Bu yaklaşım, ne yazık ki bazı kurumların avantaj elde etmek istediği gri bir alanı körüklüyor. Gerçekten bir tür “sahtekarlık” var mı? “Tam olarak değil – öğrenci portalının yöneticisi iddia ediyor – çünkü temelde, çok nadir çarpıtmalar hariç, tamamen finansal nedenler vardır. Okullar ve eğitim kurumları, eğitim hayatı için ihtiyaç duyulan sarf malzemelerinin satın alınması gibi, işletimleriyle ilgili masrafları karşılayabilmek için – yazıcılar, fotokopi makineleri, laboratuvarlar, yazılım lisansları, makineler vb. dahil – Bakanlık tarafından belirli dağıtım kriterlerine göre tahsis edilen fonlara güvenirler. Ancak bu fonlar her zaman yeterli olmayıp, okulları ailelere el uzatmaya zorlar”.

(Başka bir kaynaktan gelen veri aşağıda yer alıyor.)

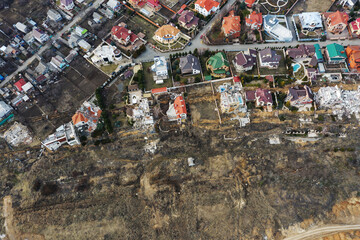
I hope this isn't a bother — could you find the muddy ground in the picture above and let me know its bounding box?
[0,118,360,239]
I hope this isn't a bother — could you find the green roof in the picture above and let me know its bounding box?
[208,52,230,69]
[326,43,347,58]
[314,43,324,60]
[214,69,226,74]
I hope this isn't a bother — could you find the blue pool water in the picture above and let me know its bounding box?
[293,63,300,72]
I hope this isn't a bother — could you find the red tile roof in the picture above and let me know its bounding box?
[174,96,187,118]
[195,0,220,12]
[350,18,360,31]
[14,78,26,91]
[111,26,131,40]
[72,112,89,125]
[151,87,167,94]
[222,11,241,35]
[265,75,274,82]
[328,11,349,26]
[245,11,262,25]
[245,0,256,7]
[234,76,240,82]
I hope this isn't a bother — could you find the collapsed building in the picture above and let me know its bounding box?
[3,122,33,147]
[166,95,187,123]
[218,82,247,113]
[72,101,102,132]
[42,122,80,151]
[126,98,154,129]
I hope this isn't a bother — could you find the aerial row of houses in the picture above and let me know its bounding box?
[233,43,360,73]
[218,7,360,42]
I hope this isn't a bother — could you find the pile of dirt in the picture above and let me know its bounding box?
[1,122,360,239]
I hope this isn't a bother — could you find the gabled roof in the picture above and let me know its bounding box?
[350,18,360,31]
[314,43,324,60]
[208,52,230,69]
[222,11,241,34]
[289,85,314,101]
[128,84,140,92]
[14,78,26,91]
[326,43,347,58]
[155,24,180,38]
[287,44,315,58]
[72,112,89,125]
[111,26,131,40]
[174,96,187,118]
[60,0,73,6]
[151,87,167,94]
[195,0,220,12]
[328,11,349,26]
[259,48,281,62]
[245,11,262,25]
[179,54,201,72]
[255,88,273,104]
[33,28,45,39]
[235,52,256,68]
[245,0,256,7]
[178,10,199,27]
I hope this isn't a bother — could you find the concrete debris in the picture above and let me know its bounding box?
[218,83,247,113]
[316,86,360,119]
[269,135,281,144]
[126,98,154,129]
[3,122,33,147]
[42,122,80,151]
[144,141,158,154]
[231,112,250,127]
[188,157,195,167]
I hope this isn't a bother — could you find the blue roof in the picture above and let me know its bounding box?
[314,43,324,60]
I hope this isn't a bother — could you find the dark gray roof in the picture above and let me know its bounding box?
[260,48,281,63]
[235,52,256,67]
[128,84,139,92]
[289,86,314,100]
[309,55,318,67]
[179,54,201,73]
[287,44,315,58]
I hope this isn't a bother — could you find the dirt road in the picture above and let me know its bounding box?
[3,196,45,240]
[284,225,360,240]
[3,196,16,240]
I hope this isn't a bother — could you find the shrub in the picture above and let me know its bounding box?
[279,114,286,121]
[32,178,42,192]
[75,177,90,192]
[41,183,59,196]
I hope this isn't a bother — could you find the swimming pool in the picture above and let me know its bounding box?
[293,63,301,72]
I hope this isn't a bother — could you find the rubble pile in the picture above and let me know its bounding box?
[316,86,360,118]
[3,122,33,147]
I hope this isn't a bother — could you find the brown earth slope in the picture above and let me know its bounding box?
[0,123,360,239]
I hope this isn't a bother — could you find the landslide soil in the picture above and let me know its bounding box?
[0,123,360,239]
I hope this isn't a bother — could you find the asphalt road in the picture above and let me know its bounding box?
[0,0,104,87]
[284,225,360,240]
[0,0,360,87]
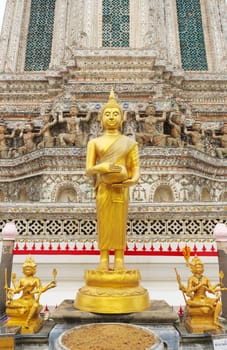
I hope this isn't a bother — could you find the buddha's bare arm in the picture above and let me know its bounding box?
[86,142,121,176]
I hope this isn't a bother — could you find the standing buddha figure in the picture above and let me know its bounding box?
[86,90,140,271]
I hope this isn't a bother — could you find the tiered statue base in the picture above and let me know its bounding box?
[6,308,43,334]
[74,270,150,314]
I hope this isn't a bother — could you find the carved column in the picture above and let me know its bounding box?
[50,0,68,69]
[214,223,227,317]
[83,0,102,49]
[0,222,17,315]
[0,0,25,72]
[165,0,181,68]
[201,0,227,71]
[4,0,26,73]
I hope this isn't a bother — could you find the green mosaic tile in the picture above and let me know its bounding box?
[25,0,55,71]
[176,0,208,71]
[102,0,130,47]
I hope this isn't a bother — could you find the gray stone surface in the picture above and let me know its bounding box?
[50,300,178,324]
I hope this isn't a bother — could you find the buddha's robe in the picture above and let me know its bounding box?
[90,135,139,250]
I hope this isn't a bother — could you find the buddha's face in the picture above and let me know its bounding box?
[102,108,122,130]
[191,263,204,275]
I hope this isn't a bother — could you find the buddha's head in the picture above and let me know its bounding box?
[23,256,37,275]
[100,89,124,130]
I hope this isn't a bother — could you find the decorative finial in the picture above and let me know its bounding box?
[182,245,191,267]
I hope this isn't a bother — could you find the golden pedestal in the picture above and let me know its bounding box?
[74,270,150,314]
[6,305,43,334]
[184,307,218,333]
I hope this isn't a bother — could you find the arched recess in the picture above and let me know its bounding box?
[153,185,174,203]
[56,185,78,203]
[201,187,211,202]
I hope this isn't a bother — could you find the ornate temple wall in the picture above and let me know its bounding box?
[0,0,227,304]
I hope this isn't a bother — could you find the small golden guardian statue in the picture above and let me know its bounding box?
[175,246,227,333]
[5,256,57,334]
[74,90,149,313]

Peki pratikte, okulların önceden ayırdığı bu küçük hazinelerin amacı nedir? Neyse ki, okul iyi niyetle hareket ederse, ailelerin bunu anlamak için tüm araçlara sahip olduğu açıktır: “Enstitünün web sitesinin ‘Şeffaflık’ bölümünde ve ayrıca bakanlık platformu ‘Scuola in Chiaro’da – Grassucci açıklıyor – yapıların ailelerin ücretsiz bağışlarından gelen parayı nasıl harcadıklarını bildirmeleri gerekiyor”.



Ne yapmak tavsiye edilir?



Bu noktada çoğu insanın aklına bir şüphe gelebilir: Ödemeye değer mi, değmez mi? Uzmanın tavsiyesi ilk senaryoya doğru gidiyor, çünkü “Bu, okulun ve dolayısıyla öğrencinin hayatını iyileştirmek için kullanılan paradır. Ve sonra büyük miktarlardan bahsetmiyoruz, liselerde seksen ila yüz avro arasındadır. İstisna, önemli laboratuvar ve pratik faaliyetlerin, teknik ve mesleki enstitülerin varlığı nedeniyledir: burada miktar 250 avroyu aşabilir. Daha fazla değil”.

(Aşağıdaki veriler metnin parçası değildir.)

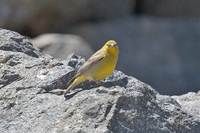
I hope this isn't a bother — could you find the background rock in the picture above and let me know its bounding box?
[0,0,135,35]
[173,91,200,117]
[31,34,93,59]
[71,17,200,95]
[141,0,200,17]
[0,29,200,133]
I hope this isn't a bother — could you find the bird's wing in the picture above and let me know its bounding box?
[78,50,105,74]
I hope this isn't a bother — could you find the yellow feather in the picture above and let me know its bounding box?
[65,40,119,93]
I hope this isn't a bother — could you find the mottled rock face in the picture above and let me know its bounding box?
[0,29,200,133]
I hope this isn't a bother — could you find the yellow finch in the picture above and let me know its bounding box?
[65,40,119,94]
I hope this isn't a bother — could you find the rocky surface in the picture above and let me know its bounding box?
[71,17,200,95]
[0,0,135,35]
[31,33,93,59]
[0,29,200,133]
[173,91,200,117]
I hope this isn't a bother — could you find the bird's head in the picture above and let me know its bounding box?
[104,40,119,54]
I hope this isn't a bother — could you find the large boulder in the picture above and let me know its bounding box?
[0,0,135,35]
[31,33,92,59]
[138,0,200,17]
[0,29,200,133]
[71,17,200,94]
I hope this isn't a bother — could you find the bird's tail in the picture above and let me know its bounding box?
[65,75,86,94]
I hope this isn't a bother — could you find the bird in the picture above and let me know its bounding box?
[64,40,119,95]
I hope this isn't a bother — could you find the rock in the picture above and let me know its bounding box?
[71,17,200,95]
[31,33,93,59]
[0,29,200,133]
[173,91,200,117]
[140,0,200,17]
[0,0,135,36]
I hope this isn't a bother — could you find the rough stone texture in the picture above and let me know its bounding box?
[71,17,200,94]
[141,0,200,17]
[0,29,200,133]
[31,33,93,59]
[173,91,200,117]
[0,0,135,35]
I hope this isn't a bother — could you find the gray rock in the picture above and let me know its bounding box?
[31,33,93,59]
[0,0,135,35]
[71,17,200,95]
[0,29,200,133]
[173,91,200,117]
[140,0,200,17]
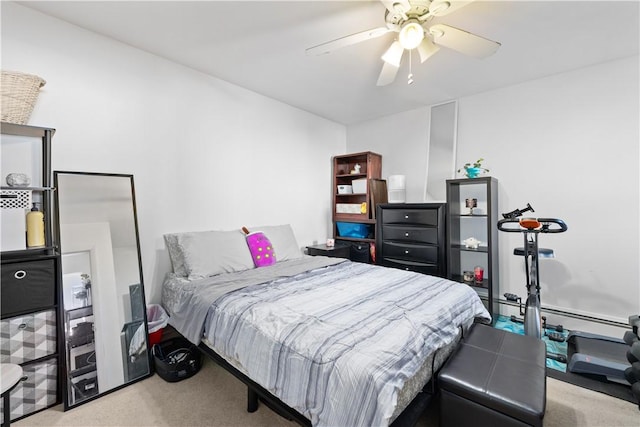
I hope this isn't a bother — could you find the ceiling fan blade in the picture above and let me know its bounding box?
[429,0,473,16]
[428,24,501,58]
[416,37,440,64]
[305,27,391,55]
[376,61,400,86]
[380,0,411,13]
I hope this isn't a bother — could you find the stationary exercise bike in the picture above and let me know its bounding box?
[498,203,567,363]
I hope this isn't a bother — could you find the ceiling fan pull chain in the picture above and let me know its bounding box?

Ayrıca bazı durumlarda, katkının aile bütçesine olan yükü, %19 oranında vergi indirimine tabi olması nedeniyle gerçekten çok düşük olabilir. “şartıyla – Skuola.net yöneticisi vurguluyor –izlenebilir bir ödeme aracıyla ödenmeli ve doğru nedeni bildirilmelidir, yani bu neden, teknolojik yenilik, okul binaları ve eğitim ve öğretim teklifinin genişletilmesi gibi amaçlardan bir veya daha fazlası lehine yapılan ücretsiz bağıştır”. Bundan sonra bir diğer özelliğe dikkat etmeniz gerekiyor: “Eğer okul farklı sebeplerden dolayı ödeme talep ederse, bu durum muafiyeti etkisiz hale getirebilir”.

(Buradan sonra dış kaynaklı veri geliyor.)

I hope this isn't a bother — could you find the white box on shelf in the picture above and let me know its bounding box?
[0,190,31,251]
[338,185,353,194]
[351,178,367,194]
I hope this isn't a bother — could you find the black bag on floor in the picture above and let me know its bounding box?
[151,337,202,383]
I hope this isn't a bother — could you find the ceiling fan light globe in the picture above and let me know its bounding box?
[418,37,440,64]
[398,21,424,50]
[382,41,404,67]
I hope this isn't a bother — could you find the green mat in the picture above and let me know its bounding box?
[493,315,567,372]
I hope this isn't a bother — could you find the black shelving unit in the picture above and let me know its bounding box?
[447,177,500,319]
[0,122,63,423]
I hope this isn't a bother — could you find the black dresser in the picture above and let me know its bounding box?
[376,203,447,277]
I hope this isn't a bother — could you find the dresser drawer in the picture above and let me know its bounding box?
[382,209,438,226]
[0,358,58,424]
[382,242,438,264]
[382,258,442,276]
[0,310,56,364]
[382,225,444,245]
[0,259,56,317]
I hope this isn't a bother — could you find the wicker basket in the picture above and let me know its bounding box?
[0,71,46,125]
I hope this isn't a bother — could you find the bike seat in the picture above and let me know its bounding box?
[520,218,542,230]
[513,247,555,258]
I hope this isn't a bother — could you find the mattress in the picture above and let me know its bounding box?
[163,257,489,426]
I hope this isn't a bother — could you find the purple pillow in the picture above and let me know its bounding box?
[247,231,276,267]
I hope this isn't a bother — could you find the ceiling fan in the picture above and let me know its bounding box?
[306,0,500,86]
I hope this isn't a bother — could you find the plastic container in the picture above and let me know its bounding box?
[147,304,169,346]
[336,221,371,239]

Öneri kabul edilmezse ne olur? Ebeveyn isteği geri göndermeyi reddederse ne olur? “Bir aile gönüllü katkıyı ödememe meşru hakkını kullanmak isterse – Grassucci hatırlıyor – bu, resmi olarak, yalnızca ailenin enstitüye geri ödemesi gereken masraflarla ilgili kısmı ödeme niyetini gösteren onaylı bir e-posta veya kayıtlı mektup göndererek okula bildirilmelidir. Bu şekilde, borçlu olunan şey, kesinlikle gönüllü olan şeyden ayrılır”.